- Special Projects
The developer of a proposed 12,000-home master-planned community in Ewa has asked state officials to delay Tuesday’s final decision on whether its project can move forward by a month.
D.R. Horton filed the motion on Friday with the state Land Use Commission and the last-minute move is raising eyebrows among opponents who are trying to stop the controversial project known as Hoopili.
At issue is whether a delay would push a final decision past the end of June, when the terms of two commissioners expire. They will be replaced by appointees of Gov. Neil Abercrombie who has said that he supports the project.
“The new people would be Abercrombie people and the administration has been favorable to the development,” said Kioni Dudley, president of Friends of Makakilo, a chief opponent of the development.
An executive at D.R. Horton brushed off the notion that the company is trying to get a more favorable commission. Cameron Nekota, an executive vice president, said the company is asking for an extension in order to clarify a constitutional issue.
The developer has requested three weeks to file legal briefs in the case, with a one week opportunity for opponents to respond.
“After a five year process, we want to make sure everything is covered and that the commission has everything it needs to make a fair decision in this case,” Nekota said. “From our perspective, it’s been a long process that has attracted much scrutiny. We want to make sure the commission has all that (information).”
This is D.R. Horton’s second attempt to convince the commission to reclassify more than 1,000 acres of prime agricultural land to urban use. Last time, the commission rejected its petition saying that the company had failed to provide an adequate timeline for completing the project.
Other intervenors in the case include the Sierra Club and Sen. Clayton Hee, who is being represented by attorney Eric Seitz.

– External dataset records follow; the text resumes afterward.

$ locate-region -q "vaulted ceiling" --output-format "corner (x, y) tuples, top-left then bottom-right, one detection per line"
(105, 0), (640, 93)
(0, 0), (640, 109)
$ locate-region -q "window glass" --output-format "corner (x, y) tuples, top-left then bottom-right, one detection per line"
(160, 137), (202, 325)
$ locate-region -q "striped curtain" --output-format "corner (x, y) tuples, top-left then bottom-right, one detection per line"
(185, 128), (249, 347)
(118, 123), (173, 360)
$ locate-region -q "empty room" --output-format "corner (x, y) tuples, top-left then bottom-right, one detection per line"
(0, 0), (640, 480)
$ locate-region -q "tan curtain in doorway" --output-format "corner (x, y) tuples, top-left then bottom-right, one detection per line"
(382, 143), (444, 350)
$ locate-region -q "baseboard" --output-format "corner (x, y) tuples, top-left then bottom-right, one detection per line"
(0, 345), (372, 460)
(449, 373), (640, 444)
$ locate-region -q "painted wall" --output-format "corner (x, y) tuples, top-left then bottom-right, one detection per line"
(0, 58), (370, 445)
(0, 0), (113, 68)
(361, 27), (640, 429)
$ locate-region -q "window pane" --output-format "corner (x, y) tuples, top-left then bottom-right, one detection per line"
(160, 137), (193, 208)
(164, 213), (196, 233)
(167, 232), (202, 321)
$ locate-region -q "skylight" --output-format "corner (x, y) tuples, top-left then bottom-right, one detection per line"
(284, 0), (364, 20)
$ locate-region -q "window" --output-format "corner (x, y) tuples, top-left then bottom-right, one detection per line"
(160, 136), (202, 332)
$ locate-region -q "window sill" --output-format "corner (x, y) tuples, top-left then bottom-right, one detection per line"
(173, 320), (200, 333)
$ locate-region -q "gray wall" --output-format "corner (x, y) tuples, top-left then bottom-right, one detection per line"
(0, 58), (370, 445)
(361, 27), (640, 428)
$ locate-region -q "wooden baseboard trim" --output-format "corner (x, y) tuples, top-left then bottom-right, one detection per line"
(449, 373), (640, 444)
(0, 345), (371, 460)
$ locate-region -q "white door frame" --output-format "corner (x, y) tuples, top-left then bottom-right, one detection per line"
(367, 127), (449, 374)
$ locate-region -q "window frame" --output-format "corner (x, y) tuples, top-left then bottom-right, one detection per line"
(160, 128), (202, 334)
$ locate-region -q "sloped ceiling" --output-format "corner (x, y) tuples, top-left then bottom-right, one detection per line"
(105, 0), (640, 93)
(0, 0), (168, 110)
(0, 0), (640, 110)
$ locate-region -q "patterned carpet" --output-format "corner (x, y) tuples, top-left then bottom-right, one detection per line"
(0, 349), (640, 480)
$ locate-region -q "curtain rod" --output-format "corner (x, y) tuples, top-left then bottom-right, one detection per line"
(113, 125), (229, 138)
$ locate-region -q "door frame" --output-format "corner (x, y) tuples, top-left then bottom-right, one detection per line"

Seitz said he plans to object to D.R.Horton’s motion and that the commission’s schedule for the proceedings was aimed at concluding the process before members left the commission.
“To bring something like this up at the last minute is just bizarre,” Seitz said.
The terms of Normand Lezy, chair of the commission, and Lisa Judge expire June 30. Abercrombie has already appointed Lance Inouye, president and CEO of Ralph S. Inouye Co., a general contractor and developer of government properties and commercial real estate, to fill Lezy’s position. A replacement for Judge has not been announced.
New commissioners could vote on the case even though they haven’t sat through the quasi-judicial proceedings. But they must attest to having read all of the documents and files in the case. The case has stretched out over the past eight months and both sides have presented hours of testimony on issues including the loss of farmland, traffic impacts, the impact on water resources and expected job creation.
At least six of the nine members on the commission must approve D.R. Horton’s petition to reclassify the land.
The commission is also up against a July 26 deadline — if commissioners don’t make a decision by then, D.R. Horton’s petition is automatically granted.
D.R. Horton has been trying to reclassify the land, which it currently leases to two of Hawaii’s largest farms, for nearly six years.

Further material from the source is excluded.